Why Parole Matters

Parole 101

Parole allows incarcerated people to have their sentence reviewed by the Prisoner Review Board after a set period of time. If deemed safe by the board, rehabilitated individuals earn their transition to complete their sentence under community supervision. They return home to their families and jobs while remaining under the custody of the Department of Corrections. People on parole have regular check-ins with a parole officer as well as stipulated rules to follow until the end of their supervision. Violating these rules can potentially send them back to prison. 

Parole Process

Historically, parole was used together with indeterminate sentencing, where judges sentenced people to an indeterminate amount of time in prison, including a minimum and a maximum number of years. People became eligible for parole review when they reached the minimum of this range. 

Example: Jacob commits a crime and is given a parole-eligible sentence of 20–30 years. Once he reaches 20 years, Jacob becomes parole-eligible, at which point he goes before the parole board members who determine whether or not he’s ready to transition to community supervision. If granted, he stays on parole for a specified amount of time (up to 10 years until he’s served 30 years cumulative). If denied, he has subsequent parole hearings until he’s granted parole or maxes out his sentence (30 years). 

Why Parole?

Parole helps shift our system from caging people to rehabilitating people. Not only does a fair parole system periodically evaluate incarcerated individuals and guard against decades of costly and senseless over-incarceration, it provides incarcerated individuals with clear standards for rehabilitation and incentive to achieve those standards.

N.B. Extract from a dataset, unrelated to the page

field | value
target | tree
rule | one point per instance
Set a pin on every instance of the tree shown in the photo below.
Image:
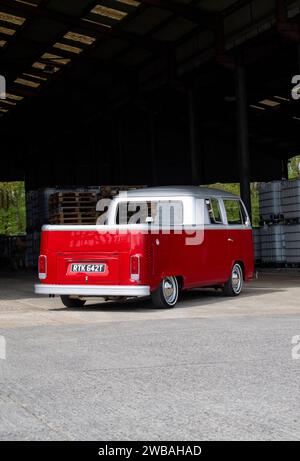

The Earned Reentry Bill is common sense.

A. Earned Reentry targets those most prepared to return home.

People who have served long sentences are most likely to have transformed their lives and aged out of crime. Earned Reentry provides a mechanism to review such people who’ve been incarcerated for years and are no longer the same people they were when convicted decades ago.

B. Earned Reentry offers a solution that’s based on science.

Studies show recidivism rates decline with age, starting with a sharp drop as individuals reach their mid-20s. FAMM and Prison Policy Initiative both recommend reviewing sentences after no more than 15 years. Earned Reentry takes a crucial step in aligning the law with science by providing a mechanism of review at 20 years.

C. Earned Reentry provides a structured and merit-based way to reduce the prison population.

The Bill utilizes the existing Prisoner Review Board—which has a much higher rate of success than other methods of release. Parole is granted only to candidates who earn release by fulfilling specific criteria and demonstrating readiness to rejoin society.

D. Earned Reentry offers hope and incentive for positive change.

The possibility of parole provides motivation for maintaining relationships and preparing for a productive life. This source of hope for those serving long sentences and their families, in turn, helps to make prisons safer for the people who live and work there.

Victims Support Parole

According to a 2016 Alliance for Safety and Justice national poll of crime survivors, 69% of survivors supported alternatives to incarceration, such as mental-health treatment and other forms of rehabilitation that focused on positive transformation. Crime victims, people convicted of crime, and their families all suffer when over-incarceration forestalls such transformation, keeps families broken, and prevents communities from healing. When joined with re-entry services, a fair parole system can help restore people to useful citizenship and allow victims, convicted people, and their families to mend.

Parole Is Not Mandatory Supervised Release

Parole is sometimes confused with Mandatory Supervised Release (MSR). Unlike parole, MSR is a period of intense supervision added to someone’s punishment after they have served their entire sentence. MSR is often informally referred to as “parole” because the supervising officers are called “parole officers.” However, MSR is an additional punishment, not a form of early release.